“Go Boat” is our new catchphrase. It is used to indicate the time to get going. At first we would say “Lets get on the boat and get going”. Then, due to either laziness on my part our my lack of imagination, I would simply say, “Let go get on the boat”, with the idea that getting on the boat would include going on the boat. Eventually it got whittled down to just “go boat”, like some Neanderthal grunt. But it worked for me! So Tuesday November 6th was “go boat” day. Nationally it was election day. (Yes, we voted absentee.) But for us it was the day to resume our Great Loop adventure.
A few days earlier the weather forecast was for some pretty nice weather. A storm system was to come and go over the most recent Saturday and Sunday. That soon stretched into Monday, our original go boat day, which is just as well as we needed that one additional day to finish getting the boat and ourselves ready to go boat. All went well with all of that.
On Monday Tuesday’s forecast was for reasonably clear and dry weather but by Monday evening the forecast deteriorated a tad so that it was going to be cloudy with a 30% chance of rain and a bit of a wind. But when we awoke on Tuesday we determined that this forecast was, for river travel, going to be acceptable. A bit cool but ok. Our destination was Hoppie’s Marina on the Mississippi River at Kimmswick, Missouri. It would be a journey of sixty miles starting in the far north side of the St. Louis metro area, going through two locks, past downtown St. Louis and the Arch, to the far south end of the St. Louis metro area.
We untied from the dock of Port Charles Harbor Marina shortly before 7:00 am and set out. The sun was trying to peek through every now and then but after two hours it was a solid cloud cover and with a stiff breeze quite cold. Our first waypoint of sorts was lock and dam 26 in Alton, IL. There was no waiting or traffic so we pulled right into the lock for a quick twenty-one foot drop to the next leg of the river. After a short while we turned down the Chain of Rocks Canal which would end up at lock and dam 27, the last lock on the Mississippi. Unfortunately there was lots of traffic as the lock was closed overnight for some quick dredging. This meant that tow and barge traffic was backed up in both directions which could have meant waiting a long time to get through the lock as recreational boat traffic is in dead last place as a locking priority. We were surprised though when the lock master told us to come on down the canal, weaving in and out and around all of the barge traffic waiting to lock down. After a short wait of only about twenty minutes he told us to come on in and down we went. The next part of the river took us through the heart of the busy Port of St. Louis. There were lots of tows waiting to lock up and plenty of traffic all around. By this time it started raining so we moved down to the lower helm in the salon.
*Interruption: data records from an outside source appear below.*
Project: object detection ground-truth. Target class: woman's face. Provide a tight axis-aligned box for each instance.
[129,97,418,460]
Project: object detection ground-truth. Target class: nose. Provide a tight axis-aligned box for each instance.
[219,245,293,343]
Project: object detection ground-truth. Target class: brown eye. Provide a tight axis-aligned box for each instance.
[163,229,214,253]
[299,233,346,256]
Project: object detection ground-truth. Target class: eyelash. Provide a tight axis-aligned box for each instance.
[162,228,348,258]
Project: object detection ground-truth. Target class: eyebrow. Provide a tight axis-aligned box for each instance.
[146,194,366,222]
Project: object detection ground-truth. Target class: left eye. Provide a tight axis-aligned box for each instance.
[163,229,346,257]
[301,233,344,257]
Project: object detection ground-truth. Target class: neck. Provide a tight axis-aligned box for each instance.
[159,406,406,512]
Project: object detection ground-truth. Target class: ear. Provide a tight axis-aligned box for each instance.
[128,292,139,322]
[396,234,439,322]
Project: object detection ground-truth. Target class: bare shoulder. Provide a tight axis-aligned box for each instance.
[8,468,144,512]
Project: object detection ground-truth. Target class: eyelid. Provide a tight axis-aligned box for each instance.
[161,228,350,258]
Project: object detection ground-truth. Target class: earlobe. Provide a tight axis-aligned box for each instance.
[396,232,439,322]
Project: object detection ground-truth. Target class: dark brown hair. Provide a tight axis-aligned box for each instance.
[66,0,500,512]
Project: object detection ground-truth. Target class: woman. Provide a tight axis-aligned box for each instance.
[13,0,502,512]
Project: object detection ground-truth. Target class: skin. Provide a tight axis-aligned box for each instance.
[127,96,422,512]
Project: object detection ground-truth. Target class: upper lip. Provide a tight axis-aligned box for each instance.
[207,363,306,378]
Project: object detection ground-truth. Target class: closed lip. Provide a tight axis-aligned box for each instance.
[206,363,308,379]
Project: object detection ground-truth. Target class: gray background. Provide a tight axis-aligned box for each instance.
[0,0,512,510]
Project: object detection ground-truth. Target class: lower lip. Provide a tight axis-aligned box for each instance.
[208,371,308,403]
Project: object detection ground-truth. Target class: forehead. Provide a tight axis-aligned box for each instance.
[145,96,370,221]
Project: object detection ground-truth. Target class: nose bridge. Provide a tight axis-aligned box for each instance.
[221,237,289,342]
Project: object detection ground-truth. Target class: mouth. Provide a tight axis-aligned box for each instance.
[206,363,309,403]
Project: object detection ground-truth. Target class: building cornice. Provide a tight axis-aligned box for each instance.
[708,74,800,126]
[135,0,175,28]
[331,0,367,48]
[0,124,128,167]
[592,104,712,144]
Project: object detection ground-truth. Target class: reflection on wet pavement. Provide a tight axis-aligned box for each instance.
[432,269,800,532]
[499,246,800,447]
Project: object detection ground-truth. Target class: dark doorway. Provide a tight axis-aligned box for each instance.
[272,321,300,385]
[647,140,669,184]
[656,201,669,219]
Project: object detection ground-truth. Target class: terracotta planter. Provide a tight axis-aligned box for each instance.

As I am an unabashed St. Louis homer I was thrilled to cruise the Mississippi past downtown St. Louis and the Gateway Arch. Seriously, I have been down on that riverfront many many times looking at the river and wondering what it would be like to be out on the water. It was terrific. It was certainly one of the highlights of the trip for me. Too bad the weather was so lousy.
We continued on down the river, past the south side of the City of St. Louis, south St. Louis County and northern Jefferson County until we got to our destination, Hoppies Marina, which is nothing more than some barges lashed together secured to shore with electricity and fuel for sale. But it is a crucial link for loopers as it is the only marina between St. Charles County, where we started, and Green Turtle Bay in Barkley Lake in Kentucky, a total distance of something like 240 miles. So while it is certainly rough around the edges it is a welcome port. “Hoppie” and Fern run the place and they are legends on the river. Every evening Fern has a small meeting where she holds court dolling out information on the journey on south. There was only one other boat in the marina and since the weather was very cold by then the meeting was short and succinct. (I had already gotten all of the info from a phone call to her a few days earlier.
So, the electricity is on, the cabin heater is working great and we are comfortable in Why Knot on our Go Boat day.